Using a Collection Agency

It’s easy to extend too much credit when you’re trying to entice companies into doing more business with you. But beware: extending too much credit can lead to unpaid accounts, which can quickly and severely limit the cash you have to grow your business. If you don’t stay on top of overdue accounts, your chances of collecting the money decreases over time.

According to a survey by the Commercial Collection Agency Section of the Commercial Law League of America, the probability of collecting an overdue account drops to 73 percent after just three months, to 57 percent after six months, and to only 29 percent after one year.

One way to recover more from your delinquent accounts is to hire a collection agency, which locates debtors and collects the money you’re owed. If brought on board early, a collection agency can often recover a substantial portion of your unpaid accounts.

In addition to increasing your chances of actually getting paid, using an agency saves you time and money — two of your most valuable resources. With their custom-designed phone systems, computers, and software, collection agencies can be more effective than you can in recovering delinquent accounts. Although collection agencies charge between 15 to 50 percent of what they recover, you still end up with more than you probably could have, had you tried to collect on your own.

When selecting an agency, you should:

  • Find out if the collection agency is a member of the the Association of Credit and Collection Professionals or the Commercial Law League of America, which both require that their members adhere to a code of ethics, and are familiar with The Fair Debt Collection Practices Act.

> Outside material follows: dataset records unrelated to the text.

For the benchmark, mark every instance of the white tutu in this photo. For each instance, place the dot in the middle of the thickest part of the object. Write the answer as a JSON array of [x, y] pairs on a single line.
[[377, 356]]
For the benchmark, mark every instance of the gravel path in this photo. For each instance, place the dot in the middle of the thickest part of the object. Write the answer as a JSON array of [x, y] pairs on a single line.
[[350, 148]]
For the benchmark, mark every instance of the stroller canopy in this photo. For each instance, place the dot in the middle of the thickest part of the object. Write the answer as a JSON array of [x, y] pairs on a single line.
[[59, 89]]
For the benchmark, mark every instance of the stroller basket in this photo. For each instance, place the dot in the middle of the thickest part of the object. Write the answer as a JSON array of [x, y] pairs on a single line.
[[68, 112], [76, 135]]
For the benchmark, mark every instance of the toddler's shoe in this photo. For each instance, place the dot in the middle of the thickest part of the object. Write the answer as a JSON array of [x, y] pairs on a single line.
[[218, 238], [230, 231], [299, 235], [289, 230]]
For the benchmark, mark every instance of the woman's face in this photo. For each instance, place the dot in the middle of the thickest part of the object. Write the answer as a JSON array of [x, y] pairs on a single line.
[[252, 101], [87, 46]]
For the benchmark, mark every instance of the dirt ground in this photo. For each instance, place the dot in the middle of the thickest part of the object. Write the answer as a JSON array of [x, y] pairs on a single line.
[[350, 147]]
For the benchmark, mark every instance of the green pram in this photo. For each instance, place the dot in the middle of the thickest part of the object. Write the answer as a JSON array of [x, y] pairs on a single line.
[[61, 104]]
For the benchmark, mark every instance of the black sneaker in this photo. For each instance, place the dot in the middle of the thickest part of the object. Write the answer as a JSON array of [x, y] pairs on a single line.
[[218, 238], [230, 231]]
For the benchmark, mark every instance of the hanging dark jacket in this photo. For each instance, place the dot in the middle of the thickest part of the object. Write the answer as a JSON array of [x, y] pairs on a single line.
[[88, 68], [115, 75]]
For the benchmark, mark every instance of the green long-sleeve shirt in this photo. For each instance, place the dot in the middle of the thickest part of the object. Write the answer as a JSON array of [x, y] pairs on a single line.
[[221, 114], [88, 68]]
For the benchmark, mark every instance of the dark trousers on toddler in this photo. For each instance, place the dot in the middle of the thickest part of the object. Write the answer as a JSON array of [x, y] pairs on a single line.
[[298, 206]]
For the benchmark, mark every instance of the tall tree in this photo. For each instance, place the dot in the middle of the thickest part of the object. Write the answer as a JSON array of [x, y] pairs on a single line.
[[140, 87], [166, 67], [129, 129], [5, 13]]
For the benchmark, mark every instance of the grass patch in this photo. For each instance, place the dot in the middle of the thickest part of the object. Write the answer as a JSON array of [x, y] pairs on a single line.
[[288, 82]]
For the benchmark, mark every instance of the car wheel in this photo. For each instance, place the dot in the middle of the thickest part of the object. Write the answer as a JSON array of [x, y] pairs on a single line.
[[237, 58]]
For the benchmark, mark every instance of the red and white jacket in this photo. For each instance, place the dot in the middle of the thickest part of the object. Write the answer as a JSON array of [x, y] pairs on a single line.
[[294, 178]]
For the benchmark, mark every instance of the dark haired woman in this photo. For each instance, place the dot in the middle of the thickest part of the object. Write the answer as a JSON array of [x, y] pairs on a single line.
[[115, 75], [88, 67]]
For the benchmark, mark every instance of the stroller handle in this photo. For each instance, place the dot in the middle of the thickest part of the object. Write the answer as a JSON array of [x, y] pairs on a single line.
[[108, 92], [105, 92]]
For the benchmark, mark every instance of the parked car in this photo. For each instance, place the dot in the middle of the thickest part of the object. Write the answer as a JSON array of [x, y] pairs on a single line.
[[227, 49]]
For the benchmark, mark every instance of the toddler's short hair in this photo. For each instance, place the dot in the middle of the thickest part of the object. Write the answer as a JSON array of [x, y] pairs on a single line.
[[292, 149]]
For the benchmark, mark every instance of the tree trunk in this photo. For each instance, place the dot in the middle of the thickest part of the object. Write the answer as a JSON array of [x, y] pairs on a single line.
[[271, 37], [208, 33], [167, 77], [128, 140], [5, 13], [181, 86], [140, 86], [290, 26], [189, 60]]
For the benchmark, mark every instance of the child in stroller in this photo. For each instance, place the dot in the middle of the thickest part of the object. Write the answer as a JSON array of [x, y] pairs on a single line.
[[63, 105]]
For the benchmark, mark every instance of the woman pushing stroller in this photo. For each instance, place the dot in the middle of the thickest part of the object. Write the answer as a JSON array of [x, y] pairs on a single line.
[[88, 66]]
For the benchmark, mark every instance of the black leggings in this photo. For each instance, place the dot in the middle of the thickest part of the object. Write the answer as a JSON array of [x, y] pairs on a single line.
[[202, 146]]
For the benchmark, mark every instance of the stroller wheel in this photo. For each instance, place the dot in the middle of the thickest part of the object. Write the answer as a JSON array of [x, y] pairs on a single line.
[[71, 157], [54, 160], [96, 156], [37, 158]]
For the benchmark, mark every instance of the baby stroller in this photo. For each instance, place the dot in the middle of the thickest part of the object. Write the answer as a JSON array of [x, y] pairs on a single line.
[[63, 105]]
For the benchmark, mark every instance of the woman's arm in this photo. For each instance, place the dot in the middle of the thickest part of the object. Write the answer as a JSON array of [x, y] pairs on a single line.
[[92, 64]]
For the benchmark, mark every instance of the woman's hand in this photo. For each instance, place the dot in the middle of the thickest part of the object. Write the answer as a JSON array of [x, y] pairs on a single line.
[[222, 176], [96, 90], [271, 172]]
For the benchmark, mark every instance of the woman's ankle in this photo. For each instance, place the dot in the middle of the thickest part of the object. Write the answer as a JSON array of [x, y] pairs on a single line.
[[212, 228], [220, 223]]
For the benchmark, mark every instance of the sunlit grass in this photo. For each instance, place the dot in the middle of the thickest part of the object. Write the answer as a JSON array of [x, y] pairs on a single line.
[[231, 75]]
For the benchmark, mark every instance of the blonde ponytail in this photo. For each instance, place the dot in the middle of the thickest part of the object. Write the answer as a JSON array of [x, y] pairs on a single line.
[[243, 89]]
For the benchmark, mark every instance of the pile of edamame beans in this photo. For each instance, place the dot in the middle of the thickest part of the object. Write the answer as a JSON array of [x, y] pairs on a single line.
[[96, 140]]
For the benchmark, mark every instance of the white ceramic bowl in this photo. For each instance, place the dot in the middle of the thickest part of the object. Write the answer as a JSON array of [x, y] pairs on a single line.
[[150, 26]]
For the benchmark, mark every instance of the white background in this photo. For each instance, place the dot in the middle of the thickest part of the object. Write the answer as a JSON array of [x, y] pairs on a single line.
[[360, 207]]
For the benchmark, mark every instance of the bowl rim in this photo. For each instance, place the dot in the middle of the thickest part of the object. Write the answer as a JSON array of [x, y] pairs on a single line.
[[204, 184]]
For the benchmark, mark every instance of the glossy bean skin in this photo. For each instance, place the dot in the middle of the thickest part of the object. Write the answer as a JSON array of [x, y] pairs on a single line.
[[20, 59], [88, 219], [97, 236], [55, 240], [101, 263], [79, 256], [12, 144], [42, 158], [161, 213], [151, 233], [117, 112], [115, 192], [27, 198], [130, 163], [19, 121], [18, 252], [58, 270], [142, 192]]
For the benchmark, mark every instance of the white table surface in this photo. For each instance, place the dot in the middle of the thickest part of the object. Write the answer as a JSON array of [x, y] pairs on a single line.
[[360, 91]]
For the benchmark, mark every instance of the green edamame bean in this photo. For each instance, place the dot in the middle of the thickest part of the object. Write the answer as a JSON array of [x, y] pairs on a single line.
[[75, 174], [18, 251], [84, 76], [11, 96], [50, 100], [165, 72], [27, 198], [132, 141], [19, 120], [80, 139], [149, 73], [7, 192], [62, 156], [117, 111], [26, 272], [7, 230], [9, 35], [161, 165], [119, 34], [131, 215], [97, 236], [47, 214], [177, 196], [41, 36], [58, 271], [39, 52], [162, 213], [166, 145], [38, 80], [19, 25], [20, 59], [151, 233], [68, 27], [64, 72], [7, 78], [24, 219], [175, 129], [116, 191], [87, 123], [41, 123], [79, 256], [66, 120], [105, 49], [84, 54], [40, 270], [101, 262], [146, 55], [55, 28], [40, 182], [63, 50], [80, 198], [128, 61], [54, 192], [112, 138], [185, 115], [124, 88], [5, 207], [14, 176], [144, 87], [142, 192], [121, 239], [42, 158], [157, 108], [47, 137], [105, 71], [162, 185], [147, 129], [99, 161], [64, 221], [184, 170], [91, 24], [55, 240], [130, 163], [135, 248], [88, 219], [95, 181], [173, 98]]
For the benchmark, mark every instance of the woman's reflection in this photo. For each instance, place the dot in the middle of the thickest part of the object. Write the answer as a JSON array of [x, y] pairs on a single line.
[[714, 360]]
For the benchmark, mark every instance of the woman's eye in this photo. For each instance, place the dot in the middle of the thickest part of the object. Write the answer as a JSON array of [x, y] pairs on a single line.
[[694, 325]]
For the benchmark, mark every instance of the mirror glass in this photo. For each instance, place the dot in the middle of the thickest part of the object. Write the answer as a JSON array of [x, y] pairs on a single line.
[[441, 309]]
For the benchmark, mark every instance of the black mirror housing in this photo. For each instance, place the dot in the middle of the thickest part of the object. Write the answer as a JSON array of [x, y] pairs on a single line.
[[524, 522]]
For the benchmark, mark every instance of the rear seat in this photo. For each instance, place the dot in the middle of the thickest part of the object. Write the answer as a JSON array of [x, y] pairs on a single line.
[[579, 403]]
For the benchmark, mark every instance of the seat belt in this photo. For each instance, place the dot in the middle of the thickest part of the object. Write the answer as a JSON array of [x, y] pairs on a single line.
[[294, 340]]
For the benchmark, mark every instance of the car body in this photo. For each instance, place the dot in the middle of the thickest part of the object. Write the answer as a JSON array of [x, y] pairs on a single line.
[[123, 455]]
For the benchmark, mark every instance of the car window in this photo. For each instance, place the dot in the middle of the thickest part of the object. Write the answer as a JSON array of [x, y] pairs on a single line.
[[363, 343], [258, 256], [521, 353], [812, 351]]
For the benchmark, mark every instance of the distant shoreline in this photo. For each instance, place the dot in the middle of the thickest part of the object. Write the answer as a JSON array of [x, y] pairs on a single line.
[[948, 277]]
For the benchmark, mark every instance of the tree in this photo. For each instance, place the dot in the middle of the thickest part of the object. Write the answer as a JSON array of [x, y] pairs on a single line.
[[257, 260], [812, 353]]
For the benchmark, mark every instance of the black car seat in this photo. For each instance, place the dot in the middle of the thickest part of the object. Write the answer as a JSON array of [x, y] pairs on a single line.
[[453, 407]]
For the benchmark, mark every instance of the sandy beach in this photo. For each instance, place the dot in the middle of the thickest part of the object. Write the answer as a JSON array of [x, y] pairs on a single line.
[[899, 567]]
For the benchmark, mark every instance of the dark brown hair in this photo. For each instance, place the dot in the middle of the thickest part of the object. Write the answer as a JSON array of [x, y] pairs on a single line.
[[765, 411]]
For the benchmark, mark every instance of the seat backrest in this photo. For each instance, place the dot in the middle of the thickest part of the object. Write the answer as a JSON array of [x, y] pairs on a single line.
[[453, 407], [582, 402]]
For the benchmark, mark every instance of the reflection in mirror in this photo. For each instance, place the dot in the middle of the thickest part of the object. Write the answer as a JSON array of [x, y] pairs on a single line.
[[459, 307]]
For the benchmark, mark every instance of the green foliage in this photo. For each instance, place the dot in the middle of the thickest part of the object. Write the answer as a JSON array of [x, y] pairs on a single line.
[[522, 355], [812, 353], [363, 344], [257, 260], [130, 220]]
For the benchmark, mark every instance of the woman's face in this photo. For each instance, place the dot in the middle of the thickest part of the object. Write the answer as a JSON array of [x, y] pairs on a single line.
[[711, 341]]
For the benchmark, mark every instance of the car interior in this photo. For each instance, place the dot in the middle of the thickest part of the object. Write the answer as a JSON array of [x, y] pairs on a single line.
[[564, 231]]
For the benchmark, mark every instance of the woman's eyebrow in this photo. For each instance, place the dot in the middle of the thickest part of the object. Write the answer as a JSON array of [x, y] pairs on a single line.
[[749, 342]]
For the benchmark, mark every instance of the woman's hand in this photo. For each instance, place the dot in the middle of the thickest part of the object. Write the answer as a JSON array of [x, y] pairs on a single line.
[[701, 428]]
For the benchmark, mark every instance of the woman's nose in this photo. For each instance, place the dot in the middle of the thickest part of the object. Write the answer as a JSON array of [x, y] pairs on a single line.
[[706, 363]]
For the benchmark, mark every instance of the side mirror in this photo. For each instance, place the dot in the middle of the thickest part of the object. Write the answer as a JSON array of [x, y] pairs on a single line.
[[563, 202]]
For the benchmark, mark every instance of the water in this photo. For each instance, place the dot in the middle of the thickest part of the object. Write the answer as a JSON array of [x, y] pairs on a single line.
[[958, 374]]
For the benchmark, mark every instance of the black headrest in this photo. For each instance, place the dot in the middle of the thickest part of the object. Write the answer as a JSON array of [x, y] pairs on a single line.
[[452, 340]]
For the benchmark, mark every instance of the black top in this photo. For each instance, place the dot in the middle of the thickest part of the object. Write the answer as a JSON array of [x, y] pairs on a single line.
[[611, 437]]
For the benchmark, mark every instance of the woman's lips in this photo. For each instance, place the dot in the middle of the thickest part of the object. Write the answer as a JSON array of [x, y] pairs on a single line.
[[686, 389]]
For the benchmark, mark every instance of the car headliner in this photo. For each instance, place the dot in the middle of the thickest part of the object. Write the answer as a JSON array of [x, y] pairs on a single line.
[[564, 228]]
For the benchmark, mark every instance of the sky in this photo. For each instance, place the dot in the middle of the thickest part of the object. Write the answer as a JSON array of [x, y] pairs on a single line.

  • Make sure the agency has insurance that will protect your business, should the agency err during the collection process.
  • Ask the agency to disclose its typical recovery rate and provide you with a list of references. Contact some of the references on the list to find out how long it took the agency to collect on late accounts, if they collected the whole debt or a portion of what was owed, and if they were satisfied with the agency’s collection efforts.